How do you check whether a number is divisible by another number?

Question

I need to test whether each number from 1 to 1000 is a multiple of 3 or a multiple of 5.

I tried this code in Python 2.x:

n = 0
s = 0

while (n < 1001):
    x = n/3
    if isinstance(x, (int, long)):
        print 'Multiple of 3!'
        s = s + n
    if False:
        y = n/5
        if isinstance(y, (int, long)):
            s = s + n

    print 'Number: '
    print n
    print 'Sum:'
    print s
    n = n + 1

The idea is to try dividing the number and see if the result is an integer. However, I'm not getting the expected result.

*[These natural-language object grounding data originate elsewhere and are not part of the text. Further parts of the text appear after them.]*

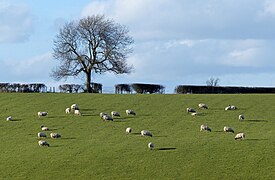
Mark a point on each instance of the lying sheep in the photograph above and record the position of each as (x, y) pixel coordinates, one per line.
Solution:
(240, 136)
(146, 133)
(130, 112)
(192, 110)
(55, 135)
(43, 128)
(203, 106)
(41, 135)
(43, 143)
(9, 118)
(128, 130)
(115, 114)
(241, 117)
(151, 145)
(228, 129)
(42, 114)
(107, 118)
(205, 128)
(68, 110)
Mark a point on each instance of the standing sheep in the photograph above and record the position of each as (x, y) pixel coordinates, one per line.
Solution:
(240, 136)
(43, 143)
(146, 133)
(205, 128)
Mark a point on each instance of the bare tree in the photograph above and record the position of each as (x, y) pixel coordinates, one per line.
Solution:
(213, 82)
(92, 44)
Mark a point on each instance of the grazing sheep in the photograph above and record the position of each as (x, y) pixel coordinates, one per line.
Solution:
(146, 133)
(42, 114)
(43, 128)
(41, 135)
(203, 106)
(240, 136)
(151, 145)
(107, 118)
(241, 117)
(190, 110)
(43, 143)
(115, 114)
(55, 135)
(130, 112)
(205, 128)
(128, 130)
(9, 118)
(228, 129)
(77, 112)
(68, 110)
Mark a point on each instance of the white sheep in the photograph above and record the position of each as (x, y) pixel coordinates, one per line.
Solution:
(9, 118)
(55, 135)
(68, 110)
(228, 129)
(151, 146)
(146, 133)
(42, 114)
(192, 110)
(115, 114)
(241, 117)
(77, 112)
(128, 130)
(43, 143)
(130, 112)
(43, 128)
(41, 135)
(203, 106)
(240, 136)
(107, 118)
(205, 128)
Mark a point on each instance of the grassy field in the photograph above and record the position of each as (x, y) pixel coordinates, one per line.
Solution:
(93, 149)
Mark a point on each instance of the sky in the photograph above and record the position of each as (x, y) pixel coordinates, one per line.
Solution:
(176, 42)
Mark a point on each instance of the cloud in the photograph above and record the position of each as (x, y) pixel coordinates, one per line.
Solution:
(16, 22)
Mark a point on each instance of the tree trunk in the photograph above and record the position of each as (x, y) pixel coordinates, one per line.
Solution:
(88, 82)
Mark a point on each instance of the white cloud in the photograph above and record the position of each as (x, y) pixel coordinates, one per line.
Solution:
(16, 22)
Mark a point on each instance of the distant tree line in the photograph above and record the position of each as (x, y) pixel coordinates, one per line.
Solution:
(26, 88)
(185, 89)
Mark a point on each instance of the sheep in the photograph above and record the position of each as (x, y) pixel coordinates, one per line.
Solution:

How do I test whether the number is an integer?

---

_{In 2.x, division like this will produce an integer, discarding the remainder; see How can I force division to be floating point? Division keeps rounding down to 0? for details.}

_{In 3.x, the division will produce a floating-point value; the result is not "an integer" even if it is a whole number, so the isinstance check will fail. See Why does integer division yield a float instead of another integer? for details.}

_{If you need the remainder from integer division rather than just testing for divisibility, see Find the division remainder of a number.}

Answer 1

You do this using the modulus operator, %

n % k == 0

evaluates true if and only if n is an exact multiple of k. In elementary maths this is known as the remainder from a division.

In your current approach you perform a division and the result will be either

• always an integer if you use integer division, or
• always a float if you use floating point division.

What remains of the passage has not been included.